Clinical Trial Details
— Status: Recruiting
Administrative data
| NCT number |
NCT05105009 |
| Other study ID # |
19-1131 |
| Secondary ID |
|
| Status |
Recruiting |
| Phase |
Phase 3
|
| First received |
|
| Last updated |
|
| Start date |
March 3, 2020 |
| Est. completion date |
July 1, 2022 |
Study information
| Verified date |
October 2021 |
| Source |
Instituto Nacional de Cardiologia Ignacio Chavez |
| Contact |
n/a |
| Is FDA regulated |
No |
| Health authority |
|
| Study type |
Interventional
|
Clinical Trial Summary
This is a two phase study. The first part will take place at the National Institute of
Cardiology in Mexico, the second phase will be made in collaboration with the University of
California San Diego.
This is a non blind experimental study, 60 patients with different stages of CKD from the
outpatient unit of the institute will be included. Each patient will receive a furosemide
stress test of 1 mg/kg in non diuretic users and 1.5 mg/kg in diuretic users, in addition to
an oral load of 5 grams of creatinine, as well as Iohexol to measure GFR. After the
intervention blood and urine samples will be drawn at 10 minutes, 30 minutes, and every hour
until the completion of the observation at 6 hours.

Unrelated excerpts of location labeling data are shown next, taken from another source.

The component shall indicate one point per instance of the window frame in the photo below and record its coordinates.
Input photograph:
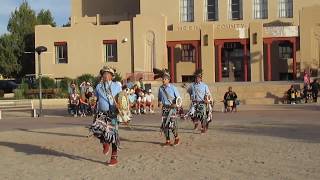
(285, 8)
(215, 11)
(285, 50)
(186, 10)
(188, 54)
(61, 48)
(260, 9)
(110, 44)
(240, 10)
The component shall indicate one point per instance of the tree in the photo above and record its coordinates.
(22, 21)
(44, 17)
(9, 64)
(21, 25)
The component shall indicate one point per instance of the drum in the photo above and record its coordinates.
(230, 103)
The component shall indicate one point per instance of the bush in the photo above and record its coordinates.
(85, 77)
(117, 77)
(46, 82)
(20, 92)
(1, 93)
(65, 83)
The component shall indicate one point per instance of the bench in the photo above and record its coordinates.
(46, 93)
(17, 105)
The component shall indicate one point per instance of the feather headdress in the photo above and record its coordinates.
(158, 73)
(108, 69)
(198, 73)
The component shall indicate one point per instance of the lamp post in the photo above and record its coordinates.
(39, 50)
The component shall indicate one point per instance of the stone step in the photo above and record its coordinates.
(261, 101)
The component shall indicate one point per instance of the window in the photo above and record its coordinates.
(187, 53)
(110, 51)
(61, 52)
(285, 50)
(235, 12)
(212, 13)
(186, 10)
(260, 9)
(285, 8)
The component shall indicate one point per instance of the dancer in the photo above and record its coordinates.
(169, 99)
(105, 125)
(201, 103)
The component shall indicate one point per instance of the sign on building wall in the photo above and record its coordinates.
(281, 31)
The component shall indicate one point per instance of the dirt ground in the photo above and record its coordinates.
(245, 145)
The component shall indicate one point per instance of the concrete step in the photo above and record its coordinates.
(261, 101)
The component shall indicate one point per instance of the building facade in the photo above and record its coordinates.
(231, 40)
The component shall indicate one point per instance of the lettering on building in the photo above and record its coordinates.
(230, 26)
(188, 28)
(281, 31)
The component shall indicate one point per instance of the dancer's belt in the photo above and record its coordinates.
(109, 113)
(172, 106)
(198, 102)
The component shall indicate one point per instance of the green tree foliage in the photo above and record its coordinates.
(45, 18)
(21, 24)
(46, 82)
(117, 77)
(9, 64)
(85, 77)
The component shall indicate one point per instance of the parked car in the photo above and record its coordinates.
(8, 85)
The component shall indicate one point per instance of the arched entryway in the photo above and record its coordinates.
(232, 60)
(280, 58)
(150, 57)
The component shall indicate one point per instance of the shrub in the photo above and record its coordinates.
(1, 93)
(117, 77)
(46, 82)
(64, 84)
(20, 92)
(85, 77)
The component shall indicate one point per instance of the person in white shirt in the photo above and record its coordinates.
(149, 97)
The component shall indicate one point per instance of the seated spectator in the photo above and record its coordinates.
(230, 98)
(149, 97)
(292, 95)
(315, 90)
(129, 83)
(74, 100)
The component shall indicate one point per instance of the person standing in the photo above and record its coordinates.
(105, 125)
(141, 84)
(230, 96)
(168, 96)
(315, 89)
(200, 102)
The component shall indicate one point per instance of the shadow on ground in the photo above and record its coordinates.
(51, 133)
(29, 149)
(309, 133)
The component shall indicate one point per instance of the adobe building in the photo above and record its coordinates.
(231, 40)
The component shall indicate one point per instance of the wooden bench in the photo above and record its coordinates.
(17, 105)
(46, 93)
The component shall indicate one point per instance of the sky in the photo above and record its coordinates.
(60, 9)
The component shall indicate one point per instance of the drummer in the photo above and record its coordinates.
(229, 99)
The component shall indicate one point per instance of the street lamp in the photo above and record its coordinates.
(39, 50)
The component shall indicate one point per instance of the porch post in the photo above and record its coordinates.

Blood and urine will be analized to measure creatinine (blood and urine), then samples will
be processed for measurement of furosemide (mass spectometry), indoxyl sulphate, p-cresol,
hippurate, and uromoduline.
The aim of this stiudy is to asses the differences between GFR and proximal tubule function.
Description:
Residual kidney function (RKF) its a critical tool in the CKD evolution and prognosis. It's
well known that preserving RKF increases survival in patients with CKD.

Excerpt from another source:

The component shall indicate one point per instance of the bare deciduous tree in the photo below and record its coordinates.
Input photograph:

Traditionally Glomerular Filtration Rate (GFR), and proteinuria have been the variables used
to asses RKF, wich are glomerular residual function (GRF) variables. This glomerulocentric
assestment of RKF has been challenged recently. It is knows that urea is not the principal
uremic toxine, the protein boud uremic toxins are particullary important because it's
elimination depends of the proximal tubular organic anionic transporters (OAT), and the
organic cationic transporters (OCT). The functional integrity of this transporters are lost
in advanced CKD stages, and it´s accumulation increases cardiovascular and renal damage
because they activate proinflammatory citokines, increasing mortality, this was shown
specially with the accumulation and clearance of hippurate and p-cresol independently of GFR.
The purpose of this study is to asses the functional capacity of two AOT (hOAT1, and hOAT3,
that can be blocked by furosemide), and one OCT (OCT2 blocked by creatinine) using an stress
test. The stress test will be performed in healthy subjects as well as in CKD from different
stages. Protein bound uremic toxins such as indoxyl sulphate, p-cresol, and hippurate will be
measured.
In the stress the typical furosemide stress test described previously by Mehta will be
implemented, in addition to an oral load of 5 grams of creatinine oral load. This levels
should be efficient enough to assess the functionality of the OCT2. A comparison between the
tubular creatinine secretine to filtrated creatinine measuring GFR using Iohexol will be
performed.
In conclusion this is a pilot study aimed to establish a practical methodology for the
assesment of proximal tubular function.